JÉRY Louis, Joigny

Par Alain Dalançon, Jacques Girault

Né le 21 février 1900 à Travaillan (Vaucluse), mort le 23 octobre 1979 à Saint-Romain-en-Viennois (Vaucluse) ; professeur ; militant syndicaliste du SNPES, du SNCM, du SNES en Haute-Savoie.

Fils naturel de Marie Ardacé, couturière, il fut reconnu par Jean Jéry lors de son mariage avec sa mère, à Lyon (IIIe arr.), le 12 mars 1907. Louis Jéry fut élève-maître à l’École normale d’instituteurs de Grenoble (Isère) de 1916 à 1919. Il obtint en 1925 un diplôme de l’institut commercial de la Faculté de Droit de Grenoble en 1925 et un diplôme de comptable de la société de comptabilité de France en 1926. Après avoir réussi au certificat d’aptitude à l’enseignement commercial en 1927, il obtint le brevet d’expert-comptable en 1945 à Lyon.
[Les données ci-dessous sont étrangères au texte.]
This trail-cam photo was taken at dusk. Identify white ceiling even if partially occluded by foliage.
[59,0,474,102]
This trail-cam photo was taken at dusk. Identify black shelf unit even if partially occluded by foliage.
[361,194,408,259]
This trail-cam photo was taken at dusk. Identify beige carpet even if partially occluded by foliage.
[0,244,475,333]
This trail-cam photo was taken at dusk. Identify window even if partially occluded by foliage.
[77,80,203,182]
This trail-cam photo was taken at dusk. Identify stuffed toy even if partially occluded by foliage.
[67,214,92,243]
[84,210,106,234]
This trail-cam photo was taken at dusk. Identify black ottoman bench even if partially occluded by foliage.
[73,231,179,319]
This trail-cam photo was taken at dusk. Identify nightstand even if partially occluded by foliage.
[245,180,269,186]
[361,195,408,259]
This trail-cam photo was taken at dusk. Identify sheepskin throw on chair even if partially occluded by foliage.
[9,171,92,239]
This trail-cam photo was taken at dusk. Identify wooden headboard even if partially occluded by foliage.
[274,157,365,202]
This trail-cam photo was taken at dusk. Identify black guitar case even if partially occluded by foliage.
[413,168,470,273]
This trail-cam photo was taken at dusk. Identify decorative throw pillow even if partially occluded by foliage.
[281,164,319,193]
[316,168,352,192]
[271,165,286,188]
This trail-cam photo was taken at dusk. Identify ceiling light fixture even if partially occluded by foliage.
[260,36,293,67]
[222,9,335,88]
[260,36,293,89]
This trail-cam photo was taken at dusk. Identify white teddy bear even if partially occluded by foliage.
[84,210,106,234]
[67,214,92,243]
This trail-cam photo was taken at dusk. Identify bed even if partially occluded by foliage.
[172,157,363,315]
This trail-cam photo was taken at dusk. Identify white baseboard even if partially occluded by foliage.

À la sortie de l’école normale, Louis Jéry effectua une année comme surveillant à Vizille, puis enseigna trois mois comme instituteur à Pont-de-Chéruy. À partir de janvier 1921, il fut délégué pour l’enseignement des sciences à l’école primaire supérieure d’Annonay (Ardèche). Après son service militaire (octobre 1921-septembre 1923), il retourna deux ans à l’École normale de Grenoble pour suivre les cours de l’Institut commercial. Il retrouva son métier d’instituteur à Montagne.

Titulaire de la première partie du certificat d’aptitude à l’enseignement commercial, Louis Jéry fut délégué à l’EPS de Thonon-les-Bains (Haute-Savoie). Il s’était marié le 23 juin 1927 avec Marie-Rose Gabert, elle aussi professeur d’enseignement commercial à l’EPS d’Annemasse. Le couple eut une fille. Ils demandèrent un poste double pendant quelques années et finalement son épouse fut nommée à Thonon, où il fut titularisé professeur adjoint.

Avec son épouse, Louis Jéry militait au Syndicat national des EPS. Il figura sur la liste d’opposition conduite par Alcée Marseillan qui remporta les élections à la commission exécutive du SNEPS en 1931 ; il était secrétaire départemental de la Haute-Savoie du syndicat à la fin des années 1930.

Mobilisé en septembre 1939, puis démobilisé en 1940, il eut une activité de résistance. Son EPS fut transformée en collège moderne en 1941 où l’enseignement commercial fut supprimé. Il demanda une mutation sur un poste de professeur-économe qui fut refusée. Il fut nommé comme professeur dans la section commerciale de l’ancienne EPS de filles qui se transforma en section technique « à tendance hôtelière ». Très investi dans son métier, il donnait, avec son épouse, des cours complémentaires gratuits. Expert judiciaire, il fut agréé en 1949 par la Cour d’appel comme commissaire de sociétés.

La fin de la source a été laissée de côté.